Financial benefits can be broken into two broad components: cash pay-outs and community projects.
Economic and social benefits
Cash is often an attractive option to poor rural communities, especially in times of drought. The individual sum may only amount to a few hundred dollars, perhaps equivalent to the price of a goat, but cash can be very important. An example is Nyae Nyae Conservancy where the Ju/’hoan San people traditionally lived from hunter gathering and did not have a cash economy. The annual cash pay-out by the conservancy makes it possible for people to supplement their diet with mealie meal and to buy clothes for themselves and their children, enabling them to go to school.

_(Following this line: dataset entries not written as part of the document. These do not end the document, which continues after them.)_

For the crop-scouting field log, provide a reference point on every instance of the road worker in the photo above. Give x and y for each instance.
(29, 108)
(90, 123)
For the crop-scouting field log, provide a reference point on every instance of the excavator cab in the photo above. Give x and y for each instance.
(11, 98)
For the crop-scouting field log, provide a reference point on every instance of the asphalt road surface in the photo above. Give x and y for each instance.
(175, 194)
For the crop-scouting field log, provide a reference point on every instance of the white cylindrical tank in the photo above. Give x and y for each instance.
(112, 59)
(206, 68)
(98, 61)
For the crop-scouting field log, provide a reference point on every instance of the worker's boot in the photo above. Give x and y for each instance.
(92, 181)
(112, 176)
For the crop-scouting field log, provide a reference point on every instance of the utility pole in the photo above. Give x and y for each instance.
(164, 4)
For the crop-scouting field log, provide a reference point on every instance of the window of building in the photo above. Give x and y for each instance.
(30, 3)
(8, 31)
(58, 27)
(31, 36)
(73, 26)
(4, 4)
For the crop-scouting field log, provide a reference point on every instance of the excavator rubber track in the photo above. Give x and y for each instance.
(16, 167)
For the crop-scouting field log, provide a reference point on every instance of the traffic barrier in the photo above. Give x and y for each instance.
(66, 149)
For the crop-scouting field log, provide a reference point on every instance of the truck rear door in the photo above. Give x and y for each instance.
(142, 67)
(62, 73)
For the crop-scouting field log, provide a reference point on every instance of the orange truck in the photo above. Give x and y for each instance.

Many well established conservancies with experience of benefit distribution are now electing to allocate returns to social projects, with strong encouragement from the MET.
- Grants to primary schools have improved school infrastructure.
- Bursaries to students have made it possible for conservancy residents to study in cities. Tourism is a popular subject, with the possibility of students working in joint-venture lodges in management positions.
- Diesel to run water pumps and repairs to windmills assist farmers.
Through payments for social benefits, conservancies are actively contributing to rural development. The strongest example of this has been in Zambezi Region, where several conservancies have paid for the installation of electricity transformers. With an electrical supply, businesses are starting to develop, including shops with refrigeration. Households have to pay for their own connection, but those that do can now cook with electricity in an area that has lost much of its firewood, and children can study at home in the evenings.
Meat from conservation hunting is a major benefit to conservancy members, which are often situated in areas where there are no shops, and people have little, if any income. By distributing meat, conservancies perform three vital functions:
- Poaching is socially unacceptable because meat is fairly distributed, and poaching for the pot is seen as stealing from neighbours.
- Protein is made available to poor rural residents, especially to the elderly and to children, through distribution to schools.
- Local governance is enhanced by making meat available to traditional authority and conservancy meetings.
Although economic benefits and the provision of meat are tangible benefits to poor rural communities, intangible benefits may have the greatest long-term impact. Conservancy formation and management has promoted an improved decision making capacity, and considerably improved gender balance, with strong female participation on conservancy management committees and a financial managers and chairpersons.
Although some conservancies have received bad press due to financial management, this should not detract from the fact the majority of the 86 communal conservancies' committees are trying their best in managing complex situations and are producing financial reports to the MET to the best of their ability.
It is important to note that rural communities on marginal or densely populated agricultural land, sometimes as a result of historical injustice, are most at risk from the effects of climate change, though increased drought resulting in desertification and episodic flooding and wash-off of topsoils. The opportunities provided by conservation agriculture and holistic rangeland management through support to conservancies should prevent the worst effects of climate change. However, the diversification from agriculture offered to communities through a wildlife-based economy, with the growth of employment, is an increasingly important adaption to climate change.